Hua-Yen-Philosophie im → Zen-Buddhismus

In seinem großartigen Werk „Urerfahrung und Urwissen“ bringt D.T. → Suzuki das wirkliche Wesen des Zen zum Ausdruck, indem er die wesentliche Lehre der Hua-yen-Schule, begründet von Fa tsang (643-712), darlegt:

„Das mächtige Bauwerk des Buddhismus ruht auf zwei Grundpfeilern: Daichi (tai-chi), Mahaprajna oder die große Weisheit, und Daihi (tai-pei), Mahakaruna oder das große Mitgefühl. Die Weisheit kommt aus dem Mitleid und das Mitleid aus der Weisheit, denn in Wirklichkeit sind beide eins … Um die Bedeutung dieser Lehre voll zu erfassen, müssen wir uns der Hua-Yen (japan.
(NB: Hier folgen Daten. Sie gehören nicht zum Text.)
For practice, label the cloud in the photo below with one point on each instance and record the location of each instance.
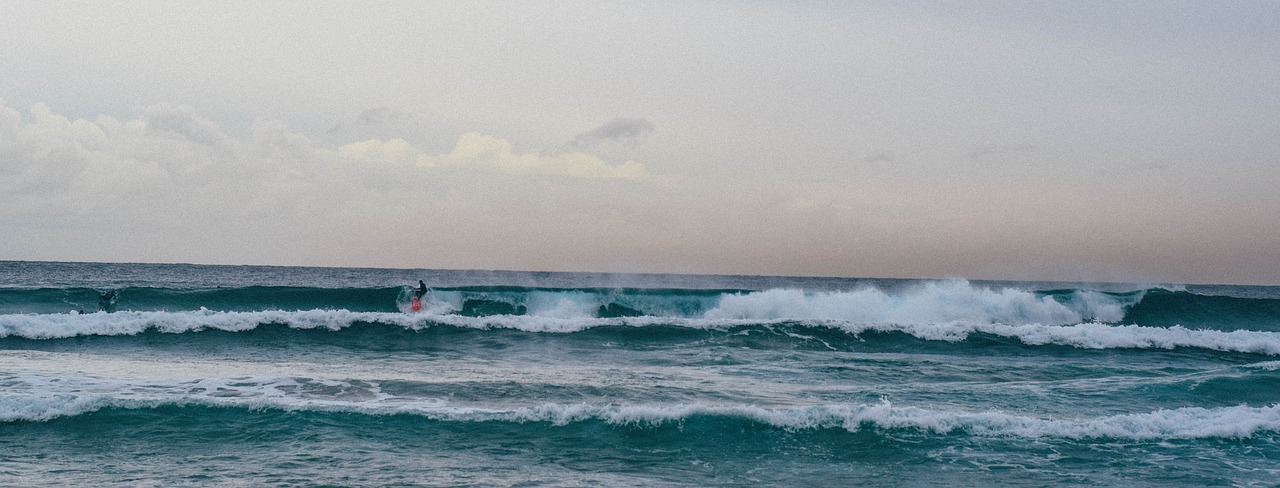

Kegon-) Philosophie zuwenden, wie sie in den Hua-Yen-Sutras dargestellt ist. Diese Philosophie ist der Gipfel buddhistischen Denkens, wie sich dieses in Indien, China und Japan entfaltet hat. … Um Hua-Yen (Avatamsaka) zu verstehen, müssen wir uns mit zwei Schlüsselbegriffen vertraut machen … Shih (japan. Ji) ist Unterschiedenheit und Unterscheidung, und Li ist Nichtunterschiedenheit und Nichtunterscheidung … Nach der buddhistischen Philosophie ist Li in erster Linie → Sunyata, also die Leere oder die Leerheit. Leere bedeutet nicht Abwesenheit von etwas, das vorher da war und das es jetzt nicht mehr gibt. Leere ist nichts, das neben anderem existiert … Sie ist immer mit den individuellen Objekten (shih) verbunden, und sie existiert stets gemeinsam mit der Form (rupam). Wo es keine Form gibt, gibt es auch keine Leere, denn Leere ist Formlosigkeit … und ist daher immer mit Form verbunden … Das Eine durchdringt alle anderen, und gleichzeitig umschließt es sie alle in sich. Und wenn das Eine alle andern durchdringt, durchdringen ihrerseits alle übrigen einander darin; das Durchdringen ist das Durchdrungenwerden, und das Durchdrungenwerden ist das Durchdringen; beides erfolgt gegenseitig und gleichzeitig … Die Philosophie des Shih-Shih Wu-ai oder die Vorstellung des Universums als einer riesigen Bühne, auf der ein Schauspiel voll unendlich komplizierter Wechselwirkungen aller Kräfte aufgeführt wird, ist der Höhepunkt des buddhistischen Denkens. Der Schlüssel zum Hua-Yen-Leben ist deshalb: In der Welt sein, als ob man nicht in der Welt wäre.“ (D.T. Suzuki 1983, 77 f.)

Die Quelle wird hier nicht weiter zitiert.